А второй раз у меня никаких денег не было, я выехал совсем без всяких средств в Финляндию, где жила моя мать, а потом приехал в Париж. Уже надо было деньги как-то зарабатывать.

- А когда вы впервые подумали, что настанет такой момент, когда семейное имущество нельзя будет продать, что его просто отберут, и все на этом кончится?

- Что касается домов, то они немедленно были отобраны. Продажа дома - это была совершенно незаконная сделка, которая совершалась только в расчете на то, что падет правительство. Но в качестве доцента университета я все-таки получал жалованье, на которое более или менее можно было жить как в Перми, так потом и в Петербурге. И утрата этой недвижимости, полученной от отца, меня в то время сравнительно мало беспокоила. Один дом был на Каменноостровском - тот представлял большую ценность, а другой был на Литейном. Вот его-то я и продал за ничтожную сумму.

- После Октябрьской революции в течение долгого времени большинству казалось, что советское правительство не удержится у власти. Когда вы лично осознали, что оно пришло надолго?

- Я, собственно, никогда большим оптимистом не был, в отличие от моего отца, который еще в 17-м году - правда, до прихода к власти большевиков, до Октябрьской революции - заплатил налоги на недвижимость. Очень высокие налоги: для того, чтобы заплатить, ему пришлось заложить бриллиантовое колье моей матери. А затем, когда совершился Октябрьский переворот, то, конечно, он уехал в Финляндию, как и все, у кого там были дачи, и там вскоре умер. Умер он, когда я был в Томске. Конечно, очень многие в то время думали, что это все вопрос нескольких месяцев. Кто надеялся на разные белые движения, на их успех в гражданской войне, кто на то, что власть сама рухнет из-за голода и разрухи. Но я не очень на это рассчитывал. Не помню уж точно, что именно я думал, но помню очень хорошо, что когда Колчак распорядился Пермский университет эвакуировать в Томск, я считал, что эта мера излишняя. Потому что если ему приходится отступать обратно в Сибирь, он все равно не продержится. Это вопрос месяцев, года, может быть, но не больше. И вообще в успех белых движений я не очень верил.

- А почему вам казалось, что у них нет больших шансов на победу?

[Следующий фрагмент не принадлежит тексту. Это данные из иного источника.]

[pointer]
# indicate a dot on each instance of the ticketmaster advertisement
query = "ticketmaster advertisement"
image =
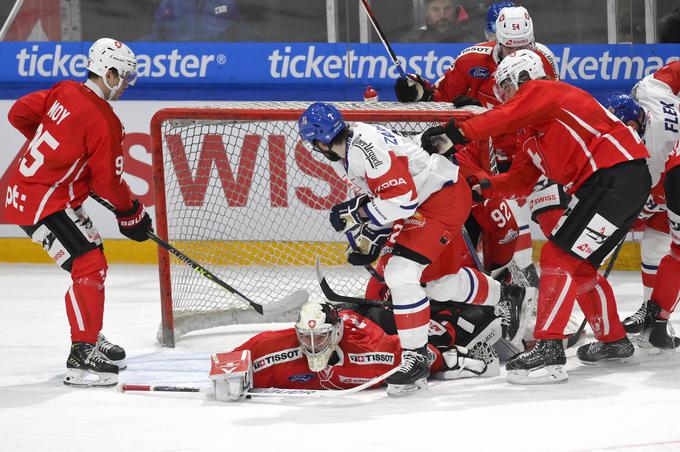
(202, 74)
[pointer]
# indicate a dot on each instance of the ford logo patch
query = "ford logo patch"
(479, 72)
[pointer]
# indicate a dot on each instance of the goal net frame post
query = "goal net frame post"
(428, 113)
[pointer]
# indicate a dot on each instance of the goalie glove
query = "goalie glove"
(365, 244)
(413, 88)
(345, 216)
(231, 374)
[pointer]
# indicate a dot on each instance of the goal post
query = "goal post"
(237, 191)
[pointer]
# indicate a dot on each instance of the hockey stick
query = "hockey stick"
(187, 260)
(382, 37)
(331, 295)
(574, 338)
(266, 392)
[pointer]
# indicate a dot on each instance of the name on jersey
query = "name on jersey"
(369, 152)
(280, 357)
(57, 112)
(670, 119)
(391, 183)
(371, 358)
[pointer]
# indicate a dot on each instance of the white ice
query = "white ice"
(614, 408)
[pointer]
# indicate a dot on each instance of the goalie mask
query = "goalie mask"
(107, 53)
(319, 125)
(319, 330)
(515, 69)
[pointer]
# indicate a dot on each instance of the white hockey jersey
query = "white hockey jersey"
(394, 170)
(663, 126)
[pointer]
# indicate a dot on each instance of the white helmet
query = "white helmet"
(107, 53)
(514, 27)
(517, 68)
(319, 330)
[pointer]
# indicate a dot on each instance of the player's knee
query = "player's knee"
(91, 265)
(401, 271)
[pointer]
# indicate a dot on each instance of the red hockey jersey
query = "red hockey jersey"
(564, 134)
(365, 352)
(75, 149)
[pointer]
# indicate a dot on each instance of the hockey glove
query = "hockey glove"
(464, 101)
(413, 89)
(135, 223)
(365, 245)
(345, 216)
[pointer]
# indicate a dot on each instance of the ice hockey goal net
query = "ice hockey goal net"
(237, 192)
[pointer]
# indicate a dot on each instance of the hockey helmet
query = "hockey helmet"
(491, 16)
(319, 330)
(514, 28)
(515, 69)
(624, 107)
(107, 53)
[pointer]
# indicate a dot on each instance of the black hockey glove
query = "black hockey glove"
(413, 89)
(135, 223)
(345, 216)
(365, 245)
(464, 101)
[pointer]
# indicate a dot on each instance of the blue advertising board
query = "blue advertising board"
(302, 71)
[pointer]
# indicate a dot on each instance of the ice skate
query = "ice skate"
(112, 352)
(412, 374)
(86, 367)
(544, 364)
(596, 352)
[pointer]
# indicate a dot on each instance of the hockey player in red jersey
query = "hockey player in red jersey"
(406, 193)
(570, 138)
(75, 149)
(340, 349)
(470, 81)
(654, 115)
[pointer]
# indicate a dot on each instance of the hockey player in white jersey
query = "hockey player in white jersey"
(653, 113)
(405, 193)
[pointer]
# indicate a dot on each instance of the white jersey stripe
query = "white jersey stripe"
(582, 143)
(76, 309)
(51, 190)
(558, 303)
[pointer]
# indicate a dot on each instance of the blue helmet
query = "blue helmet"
(492, 14)
(321, 122)
(624, 107)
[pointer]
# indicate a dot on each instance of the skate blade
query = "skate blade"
(406, 390)
(541, 376)
(85, 378)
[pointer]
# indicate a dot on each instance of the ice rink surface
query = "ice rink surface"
(617, 407)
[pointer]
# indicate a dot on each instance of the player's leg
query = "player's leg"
(71, 240)
(417, 245)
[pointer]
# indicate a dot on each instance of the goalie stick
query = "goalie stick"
(382, 37)
(265, 392)
(187, 260)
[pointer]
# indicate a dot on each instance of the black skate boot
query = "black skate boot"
(111, 351)
(513, 312)
(412, 374)
(599, 351)
(660, 335)
(643, 317)
(86, 367)
(548, 355)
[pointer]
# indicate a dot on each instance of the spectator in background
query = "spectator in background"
(199, 20)
(669, 27)
(445, 21)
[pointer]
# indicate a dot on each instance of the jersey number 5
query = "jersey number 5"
(28, 168)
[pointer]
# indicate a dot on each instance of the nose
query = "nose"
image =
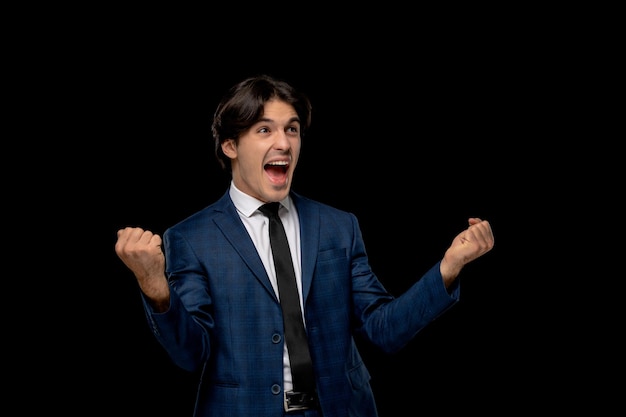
(282, 141)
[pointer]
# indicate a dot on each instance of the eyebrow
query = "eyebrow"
(293, 119)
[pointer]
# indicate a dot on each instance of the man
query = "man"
(210, 287)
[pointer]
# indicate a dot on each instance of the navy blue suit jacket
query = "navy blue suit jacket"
(225, 319)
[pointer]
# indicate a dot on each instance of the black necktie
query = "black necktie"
(295, 334)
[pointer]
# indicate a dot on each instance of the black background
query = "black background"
(423, 129)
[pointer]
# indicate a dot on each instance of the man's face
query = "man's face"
(265, 158)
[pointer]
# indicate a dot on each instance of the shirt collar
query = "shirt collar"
(248, 205)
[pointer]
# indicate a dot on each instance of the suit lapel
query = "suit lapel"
(309, 239)
(228, 221)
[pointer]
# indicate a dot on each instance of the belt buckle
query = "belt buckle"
(298, 401)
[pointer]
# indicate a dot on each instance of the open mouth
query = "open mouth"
(277, 170)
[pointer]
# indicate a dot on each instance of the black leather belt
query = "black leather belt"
(298, 401)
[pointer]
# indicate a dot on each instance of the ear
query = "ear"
(229, 148)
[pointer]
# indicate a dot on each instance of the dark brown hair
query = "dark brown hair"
(243, 105)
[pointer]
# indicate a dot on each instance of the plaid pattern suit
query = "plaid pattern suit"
(225, 319)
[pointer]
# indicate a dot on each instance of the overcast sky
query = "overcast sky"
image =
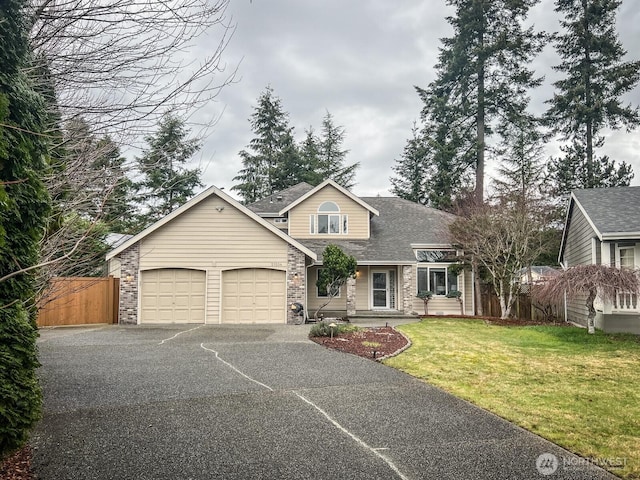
(359, 61)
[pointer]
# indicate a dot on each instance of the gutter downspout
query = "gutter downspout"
(566, 312)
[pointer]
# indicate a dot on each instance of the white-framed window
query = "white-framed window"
(435, 256)
(323, 293)
(627, 257)
(437, 280)
(328, 221)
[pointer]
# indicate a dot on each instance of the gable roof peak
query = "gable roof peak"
(338, 187)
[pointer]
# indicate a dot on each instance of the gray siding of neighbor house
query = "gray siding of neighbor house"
(618, 323)
(578, 251)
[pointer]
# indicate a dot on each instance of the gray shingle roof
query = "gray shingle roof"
(612, 210)
(400, 224)
(272, 204)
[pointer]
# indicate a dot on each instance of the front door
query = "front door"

- Потому что советская власть сумела к тому времени организовать свою армию - я думаю, что Троцкий сыграл в этом очень важную роль и, вероятно, проявил большие организаторские таланты. Все-таки ряд старых военных, компетентных в военном деле людей, перешли на их сторону. Было ясно, что союзники по-настоящему белым войскам не помогают. Конечно, если бы они оказали настоящую помощь Юденичу, Деникину или Колчаку, тогда другое дело, они могли бы тогда сломить сопротивление советской власти и прикончить революцию. Это несомненно.

- А после того, как вы в 24-м году выехали из России, чем Вы занимались?

- Я прожил всю жизнь в Париже. Уже в России я немножко писал в качестве критика. Во Франции стал сотрудничать в эмигрантской периодической печати и, кроме того, стал писать по-французски. Потом я стал профессором в Богословском институте в Париже в 32-м году и преподавал там 20 лет. Потом наступил период, пять лет, когда я, хотя и сохранил свою парижскую квартиру, но жил в Мюнхене, потому что работал на Радиостанции «Освобождение», а потом опять вернулся в Париж, где живу и сейчас.